Well, it looks like our good friends in Washington have managed to once again take a bad idea and make it much worse. I admit that the bailout bill was probably necessary, and that after having looked at the actual details of the plan, the charges of socialism are a wee bit exagerated. The populist rhetoric about taking money from the taxpayers and giving it to the Wall Street fat-cats is not exactly true.
The plan was necessary to avoid a total collapse of our financial system, or so we were told, and I was okay with it in the end. I didn't like it, but would rather be able to cash my paycheck next week, even if it meant moving wildly to the brink of socialism. Unfortunately, congress couldn't even get that right. From what a lot of folks are now saying, the bill has been passed too late to have its full effect. If that's true, we've just flushed $700 billion down the toilet, and will suffer anyway.
The biggest issue with all of this, however, is that we need leadership in place which will take us back from the edge of socialist policy once this crisis is over. I believe it was necessary for the government to step in and help avert a disaster, but the government must be made to step back once all of this blows over. Folks are now talking about the Fed nationalizing the major financial institutions in the U.S. If this happens, things are even more critical.

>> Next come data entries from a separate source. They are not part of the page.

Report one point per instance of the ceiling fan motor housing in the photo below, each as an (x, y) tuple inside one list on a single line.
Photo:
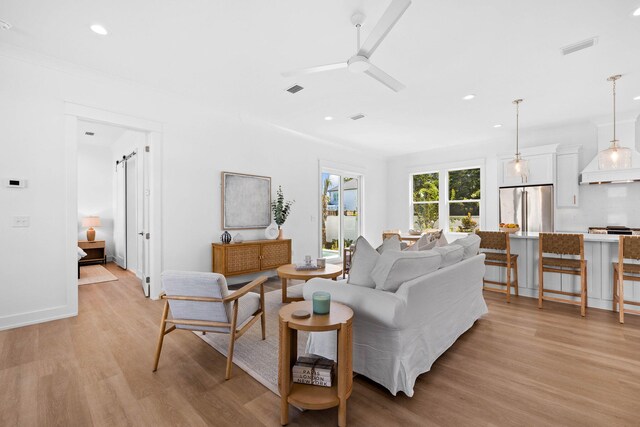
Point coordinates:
[(358, 64)]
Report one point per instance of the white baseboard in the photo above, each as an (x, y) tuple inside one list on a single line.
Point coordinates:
[(33, 317)]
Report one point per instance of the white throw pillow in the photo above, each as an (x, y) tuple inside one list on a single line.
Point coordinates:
[(442, 241), (390, 244), (363, 260), (451, 254), (396, 267), (471, 245)]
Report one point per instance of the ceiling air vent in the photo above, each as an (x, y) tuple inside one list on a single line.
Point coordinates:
[(295, 89), (567, 50)]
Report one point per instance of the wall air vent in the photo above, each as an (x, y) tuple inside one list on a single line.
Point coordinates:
[(584, 44), (295, 89)]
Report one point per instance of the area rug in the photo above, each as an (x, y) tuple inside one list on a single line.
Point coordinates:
[(90, 274), (256, 357)]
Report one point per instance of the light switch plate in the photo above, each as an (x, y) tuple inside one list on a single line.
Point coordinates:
[(21, 221)]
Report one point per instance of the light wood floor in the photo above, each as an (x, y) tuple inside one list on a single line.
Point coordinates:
[(517, 366)]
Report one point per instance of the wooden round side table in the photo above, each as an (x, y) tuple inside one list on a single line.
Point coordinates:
[(288, 271), (309, 396)]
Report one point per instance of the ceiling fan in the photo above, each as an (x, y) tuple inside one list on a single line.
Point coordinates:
[(359, 63)]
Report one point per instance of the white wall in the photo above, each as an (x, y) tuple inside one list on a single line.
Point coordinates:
[(198, 144), (95, 191), (600, 205)]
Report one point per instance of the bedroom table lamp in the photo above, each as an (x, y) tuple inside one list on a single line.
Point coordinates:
[(91, 221)]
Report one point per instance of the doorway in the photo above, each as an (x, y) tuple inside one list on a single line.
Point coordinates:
[(142, 195), (340, 201), (114, 197)]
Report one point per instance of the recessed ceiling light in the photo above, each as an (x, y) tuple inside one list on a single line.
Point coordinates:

Barack Obama is not a free market kind of guy. His instinct is to use government to solve everyone's problems, and he cannot be trusted to lead our nation back to its proven system of captitalism. Combine that with the fact that he plans to increase government spending in virtually every area (besides defense), and this crisis will look like a tea party after 4 to 8 years of his leadership.
Do we really want to put a glorified political activist, with the arrogance and common sense of a college professor, in charge of all of this? Seriously?